I know it’s easy to be wise after the event, but perhaps Wheatley should have taken up Justice Crockett’s cue and “purchased” immunity from prosecution. Certainly, it seems to have worked for US pill pushers and other transnationals who, according to a recent report in The New York Times don’t seem to encounter any difficulties evading substantial tax obligations.
And it also seems to have worked for former Reserve Bank of Australia director Rob Gerard AO. His company, Gerard Industries Ltd, settled with the ATO for $70 million following an audit which allegedly disclosed deductions claimed in relation to sham insurance premiums paid over a period of 13 years.
Curiously, a report detailing Gerard’s Caribbean tax haven adventure was published in The Advertiser (Adelaide) on March 28, 2003, a few days after his appointment, but for some reason the whole mess didn’t blow up until publication of a report in The Australian Financial Review in late 2005. He resigned from the bank in a blizzard of publicity on December 2, 2005.
Neither Gerard (seen here in a smudgy shot, but you get the idea) nor his company has been prosecuted for any offence arising out of that investigation by the Australian Tax Office.
The Commonwealth DPP, Damian Bugg, told the Senate Legal and Constitutional Legislation Committee on February 27, 2006 that he had not pursued the matter because the ATO hadn’t referred anything to him. That reason didn’t, of course, preclude the DPP at the time from prosecuting Tim Morris.

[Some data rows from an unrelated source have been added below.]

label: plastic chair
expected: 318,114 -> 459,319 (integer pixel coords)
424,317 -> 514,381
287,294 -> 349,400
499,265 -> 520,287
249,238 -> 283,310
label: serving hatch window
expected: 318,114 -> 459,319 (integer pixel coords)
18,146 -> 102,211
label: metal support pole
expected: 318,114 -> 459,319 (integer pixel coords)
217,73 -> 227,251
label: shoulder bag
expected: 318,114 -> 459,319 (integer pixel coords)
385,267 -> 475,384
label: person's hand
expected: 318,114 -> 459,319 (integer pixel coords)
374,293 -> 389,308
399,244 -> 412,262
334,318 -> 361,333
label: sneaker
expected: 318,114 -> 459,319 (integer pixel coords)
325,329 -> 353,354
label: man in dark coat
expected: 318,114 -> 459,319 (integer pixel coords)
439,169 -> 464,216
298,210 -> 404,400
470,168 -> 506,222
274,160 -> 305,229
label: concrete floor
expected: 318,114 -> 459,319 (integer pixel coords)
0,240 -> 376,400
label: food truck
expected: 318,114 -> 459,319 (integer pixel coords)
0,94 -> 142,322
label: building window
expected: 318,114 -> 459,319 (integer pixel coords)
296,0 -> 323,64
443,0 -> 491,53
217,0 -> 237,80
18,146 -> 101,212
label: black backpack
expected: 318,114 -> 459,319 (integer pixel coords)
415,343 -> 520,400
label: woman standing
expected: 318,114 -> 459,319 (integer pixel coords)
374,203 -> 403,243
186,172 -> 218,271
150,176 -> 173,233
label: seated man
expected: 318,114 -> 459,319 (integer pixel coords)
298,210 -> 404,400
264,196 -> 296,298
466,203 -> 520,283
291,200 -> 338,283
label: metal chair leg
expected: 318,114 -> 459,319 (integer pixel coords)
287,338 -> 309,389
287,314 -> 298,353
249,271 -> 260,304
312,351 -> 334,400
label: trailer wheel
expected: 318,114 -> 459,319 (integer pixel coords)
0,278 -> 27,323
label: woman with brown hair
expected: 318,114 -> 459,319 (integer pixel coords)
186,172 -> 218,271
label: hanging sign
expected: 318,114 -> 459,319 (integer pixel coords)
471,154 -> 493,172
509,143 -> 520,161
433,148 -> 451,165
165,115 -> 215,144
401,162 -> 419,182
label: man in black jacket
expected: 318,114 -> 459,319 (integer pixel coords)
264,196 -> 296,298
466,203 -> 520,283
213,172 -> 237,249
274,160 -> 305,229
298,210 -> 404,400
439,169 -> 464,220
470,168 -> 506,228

It was reported in the Tiser on October 8, 2003 that Gerard was being urged by senior Liberals to become the party’s next federal treasurer such were the strengths of his contacts in the business community and his closeness to the prime minister. It was also said that Gerard was one of South Australia’s richest men and had donated more that $650,000 to the Liberal Party over the previous eight years.
So far as Mr Gerard’s connection with the PM is concerned, it was reported in The Sydney Morning Herald of November 5, 2003 that he was one of eight prominent businesspersons invited by the PM to the barbie at The Lodge to welcome Dubya.
Other invited bigwigs included Mark Leibler AO (Arnold Bloch Leibler and Coles Myer), Kerry Packer AC (Consolidated Press Holdings), Donald McDonald AO (ABC), Harry Triguboff AO (Meriton Properties), Terry Campbell (JB Were), Leon Davis (Westpac) and Kerry Stokes AO (Seven Network). With the exception of McDonald, all the others were said to have been substantial donors to the Liberal Party through their corporate emanations.
On February 2, 2006, the Tiser further reported that Gerard had “cemented his reputation as a good friend of the South Australian Liberal Party” by donating $162,265 in the previous financial year.
On the strength of the Gerard precedent if Wheatley had “donated early and donated often” he might have avoided being banged-up.